A Day In SWA


It was 8:15 p.m. on Sept. 16, and writers—mostly freshmen—were trickling into Benildus 101 for the Student Writers Association(SWA). Junior Adriel Contreras, current co-head of SWA, was drawing the SWA logo on the white board. Senior Katie Johnson, also co-head, was organizing her materials together. It was about five minutes past their starting time when everyone was settled. Johnson apologized to Contreras, and erased his logo in order to write the opening exercise.

It’s been four months into Johnson and Contreras’s first year running SWA—a task that not many writers were excited to tackle.

“What I didn’t realize was how much work SWA is,” said Contreras. “I’m an RA, I’ve been working in the mail room. It’s been challenging juggling everything.”

Johnson asked the group to toss some words at her and the collection of writers were only happy to oblige. Pineapple, golden, obscene, ragamuffin, clout, juggernaut, panarama, and ostracices were some of the choice words among them. After compiling a list of 20 or so words, Johnson instructed the group to write a poem or flash fiction for the next 20 minutes using all or as many of the words that they could.
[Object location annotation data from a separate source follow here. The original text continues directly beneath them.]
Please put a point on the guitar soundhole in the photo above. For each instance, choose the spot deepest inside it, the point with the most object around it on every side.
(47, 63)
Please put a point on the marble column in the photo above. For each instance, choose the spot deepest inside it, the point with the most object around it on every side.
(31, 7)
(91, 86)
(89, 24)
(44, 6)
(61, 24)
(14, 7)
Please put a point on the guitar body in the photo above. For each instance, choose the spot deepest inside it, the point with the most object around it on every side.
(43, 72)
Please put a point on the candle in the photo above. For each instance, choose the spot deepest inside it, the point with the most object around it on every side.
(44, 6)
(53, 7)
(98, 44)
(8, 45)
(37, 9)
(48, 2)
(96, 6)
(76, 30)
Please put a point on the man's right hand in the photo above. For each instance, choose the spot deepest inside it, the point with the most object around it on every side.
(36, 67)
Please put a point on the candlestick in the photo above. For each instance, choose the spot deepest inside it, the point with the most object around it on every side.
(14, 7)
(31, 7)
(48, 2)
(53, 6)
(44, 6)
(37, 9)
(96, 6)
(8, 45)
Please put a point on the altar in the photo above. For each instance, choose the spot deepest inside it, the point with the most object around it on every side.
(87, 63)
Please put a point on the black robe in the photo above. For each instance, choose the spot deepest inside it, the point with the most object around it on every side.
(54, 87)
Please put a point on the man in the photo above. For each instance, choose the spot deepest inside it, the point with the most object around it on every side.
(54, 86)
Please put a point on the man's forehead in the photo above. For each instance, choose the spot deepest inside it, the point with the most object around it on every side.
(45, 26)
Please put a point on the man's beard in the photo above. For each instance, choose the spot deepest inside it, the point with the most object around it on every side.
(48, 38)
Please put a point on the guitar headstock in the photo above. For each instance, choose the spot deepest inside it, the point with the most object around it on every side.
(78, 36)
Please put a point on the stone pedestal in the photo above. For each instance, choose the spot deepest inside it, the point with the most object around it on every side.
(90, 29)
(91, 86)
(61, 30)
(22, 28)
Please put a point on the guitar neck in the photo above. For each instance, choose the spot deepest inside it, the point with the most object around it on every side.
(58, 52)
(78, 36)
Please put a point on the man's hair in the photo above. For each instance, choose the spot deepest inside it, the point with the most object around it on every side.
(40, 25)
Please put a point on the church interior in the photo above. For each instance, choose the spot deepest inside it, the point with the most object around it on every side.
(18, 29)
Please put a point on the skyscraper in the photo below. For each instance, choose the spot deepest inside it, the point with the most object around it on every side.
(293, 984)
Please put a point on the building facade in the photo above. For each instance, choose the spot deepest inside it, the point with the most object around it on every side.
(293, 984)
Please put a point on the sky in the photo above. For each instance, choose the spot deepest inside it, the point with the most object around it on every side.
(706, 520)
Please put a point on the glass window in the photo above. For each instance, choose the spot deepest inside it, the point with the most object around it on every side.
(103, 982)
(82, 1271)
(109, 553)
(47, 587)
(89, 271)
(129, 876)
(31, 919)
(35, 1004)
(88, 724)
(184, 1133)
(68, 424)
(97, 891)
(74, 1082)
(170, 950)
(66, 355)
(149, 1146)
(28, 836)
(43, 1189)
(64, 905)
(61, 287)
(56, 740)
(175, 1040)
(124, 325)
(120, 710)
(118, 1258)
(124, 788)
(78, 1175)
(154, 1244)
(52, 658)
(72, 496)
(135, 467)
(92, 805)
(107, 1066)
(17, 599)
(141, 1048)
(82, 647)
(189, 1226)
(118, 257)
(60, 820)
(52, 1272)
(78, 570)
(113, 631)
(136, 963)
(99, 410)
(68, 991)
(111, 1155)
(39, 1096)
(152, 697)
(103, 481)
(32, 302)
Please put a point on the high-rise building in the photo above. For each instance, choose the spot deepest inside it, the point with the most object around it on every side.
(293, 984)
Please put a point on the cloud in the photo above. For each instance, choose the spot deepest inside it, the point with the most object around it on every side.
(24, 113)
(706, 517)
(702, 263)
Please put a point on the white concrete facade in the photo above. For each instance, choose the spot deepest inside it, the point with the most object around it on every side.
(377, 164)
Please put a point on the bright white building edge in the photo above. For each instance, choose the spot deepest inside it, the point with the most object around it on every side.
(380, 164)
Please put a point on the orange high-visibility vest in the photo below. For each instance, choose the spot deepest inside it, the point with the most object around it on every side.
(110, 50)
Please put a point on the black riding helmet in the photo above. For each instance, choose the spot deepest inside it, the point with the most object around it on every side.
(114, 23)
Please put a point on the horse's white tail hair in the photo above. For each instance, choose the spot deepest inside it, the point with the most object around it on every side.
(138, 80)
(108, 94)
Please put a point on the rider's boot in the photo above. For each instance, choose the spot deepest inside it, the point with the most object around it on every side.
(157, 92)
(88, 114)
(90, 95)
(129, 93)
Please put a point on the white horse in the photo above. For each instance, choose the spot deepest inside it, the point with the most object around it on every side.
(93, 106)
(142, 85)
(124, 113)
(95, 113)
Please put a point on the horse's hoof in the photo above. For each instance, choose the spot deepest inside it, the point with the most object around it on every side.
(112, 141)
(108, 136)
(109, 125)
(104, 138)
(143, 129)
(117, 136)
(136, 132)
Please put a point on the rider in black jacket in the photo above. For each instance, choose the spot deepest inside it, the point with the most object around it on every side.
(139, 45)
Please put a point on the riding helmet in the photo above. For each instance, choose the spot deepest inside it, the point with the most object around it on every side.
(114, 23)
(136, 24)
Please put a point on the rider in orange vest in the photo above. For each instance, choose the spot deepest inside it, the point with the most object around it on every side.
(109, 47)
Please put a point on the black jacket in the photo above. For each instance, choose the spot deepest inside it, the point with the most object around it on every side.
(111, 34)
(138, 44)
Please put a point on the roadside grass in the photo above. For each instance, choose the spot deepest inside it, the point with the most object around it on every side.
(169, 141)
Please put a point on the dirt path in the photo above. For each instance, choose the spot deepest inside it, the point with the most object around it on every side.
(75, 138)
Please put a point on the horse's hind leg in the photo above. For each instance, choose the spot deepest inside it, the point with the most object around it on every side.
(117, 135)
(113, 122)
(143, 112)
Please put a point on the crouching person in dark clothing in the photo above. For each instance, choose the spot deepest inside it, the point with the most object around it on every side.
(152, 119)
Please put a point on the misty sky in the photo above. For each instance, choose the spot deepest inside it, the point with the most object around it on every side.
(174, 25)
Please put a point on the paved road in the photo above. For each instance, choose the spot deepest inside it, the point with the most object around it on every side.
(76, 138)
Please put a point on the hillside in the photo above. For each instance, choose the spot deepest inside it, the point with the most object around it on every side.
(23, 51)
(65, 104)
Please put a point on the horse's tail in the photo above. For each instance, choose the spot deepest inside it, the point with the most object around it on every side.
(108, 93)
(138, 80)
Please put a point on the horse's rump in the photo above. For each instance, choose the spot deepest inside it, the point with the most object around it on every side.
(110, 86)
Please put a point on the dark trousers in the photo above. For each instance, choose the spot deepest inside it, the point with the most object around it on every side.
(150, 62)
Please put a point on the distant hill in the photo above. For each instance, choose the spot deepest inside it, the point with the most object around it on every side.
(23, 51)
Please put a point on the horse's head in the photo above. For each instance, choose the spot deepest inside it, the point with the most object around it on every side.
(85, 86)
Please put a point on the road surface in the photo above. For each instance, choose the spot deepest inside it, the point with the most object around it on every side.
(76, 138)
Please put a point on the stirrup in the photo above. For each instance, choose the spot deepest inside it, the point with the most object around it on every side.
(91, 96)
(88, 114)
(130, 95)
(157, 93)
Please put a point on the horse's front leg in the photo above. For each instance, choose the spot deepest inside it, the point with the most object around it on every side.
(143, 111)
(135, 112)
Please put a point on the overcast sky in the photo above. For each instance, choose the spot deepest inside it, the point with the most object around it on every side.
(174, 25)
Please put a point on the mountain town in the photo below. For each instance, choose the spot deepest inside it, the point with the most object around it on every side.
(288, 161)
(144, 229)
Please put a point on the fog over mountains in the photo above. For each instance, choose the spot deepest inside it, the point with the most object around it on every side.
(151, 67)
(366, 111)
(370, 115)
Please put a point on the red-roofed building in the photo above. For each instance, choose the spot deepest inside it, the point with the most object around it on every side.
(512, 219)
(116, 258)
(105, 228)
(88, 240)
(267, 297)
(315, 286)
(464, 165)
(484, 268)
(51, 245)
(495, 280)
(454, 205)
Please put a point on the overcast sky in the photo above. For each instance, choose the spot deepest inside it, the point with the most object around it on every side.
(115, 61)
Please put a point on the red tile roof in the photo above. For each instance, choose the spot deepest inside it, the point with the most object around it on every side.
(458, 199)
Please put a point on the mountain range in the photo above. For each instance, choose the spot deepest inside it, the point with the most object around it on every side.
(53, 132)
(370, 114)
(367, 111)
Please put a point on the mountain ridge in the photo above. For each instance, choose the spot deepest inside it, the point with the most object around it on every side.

“SWA is good for creative writing students to just be seen on campus. It’s very easy for writers to stay locked up in their room and not be appreciated for their work,” said Johnson in explaining SWA’s unofficial mission statement. “It’s wonderful to use SWA for writers to have an on campus prescence.”

Contreras shared that sentiment and continued on the importance of collaboration.

“It’s important to have a community of writers to really establish itself,” said Contreras. “When you write, it’s so singular, it’s your own process. It’s important to get other people’s perspectives.”

Next, Contreras and Johnson ran through the bullet points of a typical SWA meeting. SWA opens with a 20-minute writing exercise that changes up each week. Following the exercise, there is a brief sharing section where if anybody wants to read their work they have the opportunity to. After sharing it turns to a conversation conducted by Contreras on a different topic related to writing each week. The first discussion centered around taking worn ideas a spinning new life into them. Another focused on forming a writing pattern.

“Writers can be so introspective,” started Johnson. “SWA is a good place to generate ideas and engage in intellectual conversations that may have been cut off once class ended.”

Contreras went on to talk about his experiences early in his SFUAD career.

“Those kind of discussions are important for writiers,” said Contreras. “When I was a freshmen I didn’t really think about anything other than homework, writing, and workshops. When it came to the important questions like ‘who am I as a writer,’ they were questions that had to be answered outside of class. I think that’s what we do here. We give students the opportunity to ask these questions.”

The 20 minutes passed, and Johnson asked if any one would like to share. Immediately, several hands rose. Because of time contraints, only a few read, all of them poems. Each was no different from the last and it was clear what kind of writer they wanted to be.

The readings were over but this week there was no discussion. Instead Johnson and Contreras held a Q&A session on what the students would like to do in SWA this year. The first suggestion came from freshmen Elergy Arese. She had mentioned earlier about setting up a haunted house for Halloween from which writers would write and record spooky stories that would play in different hallways. Everyone in the room was in agreement.

Johnson then opened up the discussion even more by saying not all of the ideas have to be about writing, they could be social. The floodgates were opened. Stargazing, hiking, camping, and a movie night at the screen were among the suggestions.

Time was running out, but Johnson made sure to tell the group that next week would be workshop. She instructed everyone to bring in some of their writing that they would go on to peer edit. The students nodded and gathered their things. Johnson and Contreras breathed a sigh of relief after another successful meeting.

SWA meets every Monday at 8:15 p.m. in Benildus 101. All are welcome.